So…we know that Japan does not really regulate the nuclear power industry (TEPCO). We also know that it does a lousy job of regulating insider trading (Nomura, Daiwa, Chou Mitsui, Japan Advisory, SMBC Nikko, already on a growing list). Pension funds (AIJ) don’t get a whole lot of scrutiny either. And, of course, corporate accounting (Olympus) is given only lip service. And all of those people who are getting cancer from working at printing companies haven’t really been able to count on industrial safety regulators.
Then there is the matter of prosecutors who falsify evidence (Ozawa case) and wind up getting a mere slap on the wrist or, in one case, erroneously confine someone and escape punishment by saying “Oops, sorry we put you in jail for a month.” Bullying, stalking, and assault are not high priorities either until someone gets hurt, killed, or simply says, “To hell with this” and jumps off a building.
And, of course, Noda has declared that no one will be punished for the Fukushima disaster…except the Japanese people who, no matter where they live, are living in the fallout of radiation either directly from Fukushima or from the incineration of radioactive and toxic debris, courtesy of the very same government.
Data security is not taken seriously either. Groups hack government websites and anti-terrorism data are leaked. Chinese officials walk off with confidential information. Fukushima data is not secure. Even military contractors can’t keep people from lifting the lid and looking inside.
However, all is not lost. People riding bicycles on sidewalks are being rightly persecuted because they are such a danger to the society. Also, people who like raw liver are out of luck. The government says it is simply too dangerous to allow. Apparently, eating raw liver is much more dangerous than radiation and much more damaging to society than accounting fraud, financial fraud, bureaucratic corruption, prosecutorial misconduct, and suicide/murder.
Japanese customs officials who impounded 200 pens more than a year ago said Friday the writing implements needed a weapons import license because they were shaped like bullets.
Fountain and ballpoint pens made by U.S. firearms and knife manufacturers, including Smith and Wesson, have been held up by inspectors in Nagoya and Osaka since April 2011.
The pens, which are made from a mixture of titanium and other metals, are fashioned to resemble bullets on the non-writing end.

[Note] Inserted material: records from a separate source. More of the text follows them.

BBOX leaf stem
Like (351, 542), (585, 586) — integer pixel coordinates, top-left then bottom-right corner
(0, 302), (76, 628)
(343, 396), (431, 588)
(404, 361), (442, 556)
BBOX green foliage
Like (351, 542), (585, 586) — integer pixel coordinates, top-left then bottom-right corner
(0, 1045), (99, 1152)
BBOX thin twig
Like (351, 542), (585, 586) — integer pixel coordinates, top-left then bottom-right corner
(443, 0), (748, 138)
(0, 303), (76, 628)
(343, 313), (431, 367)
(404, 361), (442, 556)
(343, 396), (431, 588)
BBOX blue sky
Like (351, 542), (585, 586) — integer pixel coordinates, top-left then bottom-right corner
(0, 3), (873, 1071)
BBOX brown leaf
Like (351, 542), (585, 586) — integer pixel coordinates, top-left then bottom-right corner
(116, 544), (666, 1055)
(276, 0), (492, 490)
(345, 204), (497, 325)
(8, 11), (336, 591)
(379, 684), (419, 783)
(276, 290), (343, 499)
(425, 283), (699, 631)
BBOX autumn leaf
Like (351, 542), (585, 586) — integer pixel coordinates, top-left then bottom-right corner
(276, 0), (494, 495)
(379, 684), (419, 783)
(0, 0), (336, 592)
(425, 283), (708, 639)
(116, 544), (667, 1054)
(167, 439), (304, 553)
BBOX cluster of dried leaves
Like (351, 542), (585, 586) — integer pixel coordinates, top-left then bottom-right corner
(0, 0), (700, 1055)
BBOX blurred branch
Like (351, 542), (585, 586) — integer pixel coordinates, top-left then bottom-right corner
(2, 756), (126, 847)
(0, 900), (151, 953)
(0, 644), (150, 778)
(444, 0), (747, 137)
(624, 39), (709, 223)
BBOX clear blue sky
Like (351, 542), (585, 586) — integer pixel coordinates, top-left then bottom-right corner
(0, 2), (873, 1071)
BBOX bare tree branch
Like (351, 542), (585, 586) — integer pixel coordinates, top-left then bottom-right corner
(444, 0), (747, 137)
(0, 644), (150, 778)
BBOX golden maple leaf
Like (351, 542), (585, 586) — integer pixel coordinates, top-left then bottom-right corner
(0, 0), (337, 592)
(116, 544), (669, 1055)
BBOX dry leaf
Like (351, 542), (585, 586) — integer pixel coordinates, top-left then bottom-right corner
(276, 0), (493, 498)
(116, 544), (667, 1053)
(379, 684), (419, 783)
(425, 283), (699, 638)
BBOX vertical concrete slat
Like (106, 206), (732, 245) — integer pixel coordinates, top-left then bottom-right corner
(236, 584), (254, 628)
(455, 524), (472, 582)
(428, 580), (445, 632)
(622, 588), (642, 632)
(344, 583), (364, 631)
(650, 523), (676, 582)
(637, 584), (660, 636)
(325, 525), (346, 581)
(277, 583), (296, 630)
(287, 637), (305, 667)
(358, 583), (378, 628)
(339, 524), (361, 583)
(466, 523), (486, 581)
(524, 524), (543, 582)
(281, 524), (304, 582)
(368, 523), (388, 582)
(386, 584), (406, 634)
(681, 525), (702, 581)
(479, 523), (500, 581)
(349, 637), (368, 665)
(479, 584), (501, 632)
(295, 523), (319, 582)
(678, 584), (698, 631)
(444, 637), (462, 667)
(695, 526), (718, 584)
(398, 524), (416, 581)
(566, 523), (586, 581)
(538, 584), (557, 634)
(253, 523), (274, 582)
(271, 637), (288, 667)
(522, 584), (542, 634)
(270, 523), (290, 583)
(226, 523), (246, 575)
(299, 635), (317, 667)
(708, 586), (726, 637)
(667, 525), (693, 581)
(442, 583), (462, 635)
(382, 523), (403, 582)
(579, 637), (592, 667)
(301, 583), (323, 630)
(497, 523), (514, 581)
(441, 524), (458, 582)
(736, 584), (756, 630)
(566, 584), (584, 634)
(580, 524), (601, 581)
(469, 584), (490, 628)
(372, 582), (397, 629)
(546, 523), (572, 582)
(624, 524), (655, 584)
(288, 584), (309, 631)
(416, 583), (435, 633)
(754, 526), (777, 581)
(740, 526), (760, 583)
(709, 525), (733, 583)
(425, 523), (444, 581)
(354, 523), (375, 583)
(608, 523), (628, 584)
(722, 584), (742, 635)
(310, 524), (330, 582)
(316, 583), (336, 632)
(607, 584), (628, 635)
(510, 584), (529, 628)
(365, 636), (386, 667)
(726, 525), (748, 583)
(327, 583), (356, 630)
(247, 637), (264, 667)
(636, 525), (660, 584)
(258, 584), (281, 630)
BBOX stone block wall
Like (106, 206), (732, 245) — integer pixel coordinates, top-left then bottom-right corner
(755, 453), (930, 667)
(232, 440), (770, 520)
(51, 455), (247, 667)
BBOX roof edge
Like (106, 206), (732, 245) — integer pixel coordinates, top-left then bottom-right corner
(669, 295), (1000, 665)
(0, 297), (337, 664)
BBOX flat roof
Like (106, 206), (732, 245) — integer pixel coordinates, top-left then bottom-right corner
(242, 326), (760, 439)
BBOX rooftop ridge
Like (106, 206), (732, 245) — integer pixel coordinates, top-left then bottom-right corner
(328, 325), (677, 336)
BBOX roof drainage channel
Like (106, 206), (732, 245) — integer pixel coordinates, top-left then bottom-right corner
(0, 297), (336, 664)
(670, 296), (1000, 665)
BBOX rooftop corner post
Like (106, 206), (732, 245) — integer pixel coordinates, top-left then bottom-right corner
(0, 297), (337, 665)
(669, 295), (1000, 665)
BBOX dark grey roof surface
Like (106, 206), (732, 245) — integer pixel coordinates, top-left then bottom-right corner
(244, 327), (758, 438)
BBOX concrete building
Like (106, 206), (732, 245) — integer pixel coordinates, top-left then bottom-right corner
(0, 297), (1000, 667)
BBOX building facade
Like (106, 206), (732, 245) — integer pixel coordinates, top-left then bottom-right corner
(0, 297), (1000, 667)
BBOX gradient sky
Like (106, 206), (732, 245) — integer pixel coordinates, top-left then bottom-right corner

A Nagoya customs official told AFP that under international regulations, the pens are classified as self-defense weapons, adding: “Special procedures are needed for the import of such products.”
But Japanese knife retailer Yamahide Cutlery, which ordered the pens, said the suspension was unfair.
“How could you kill someone with a pen?” asked company president Toshio Yamada. “It is hard to understand.”
Yamada said he had no intention of applying for a weapons import license “because I don’t think they are weapons.”
The company had successfully imported and sold the pens, which ranged in price between 5,500 yen and 32,500 yen, from 2008 to 2011.
Which only goes to prove two things, the pen is, indeed, mightier than the sword (or at least as mighty – there are laws against swords, too) in Japan and the priorities of Japanese law enforcement and regulators are seriously out of whack.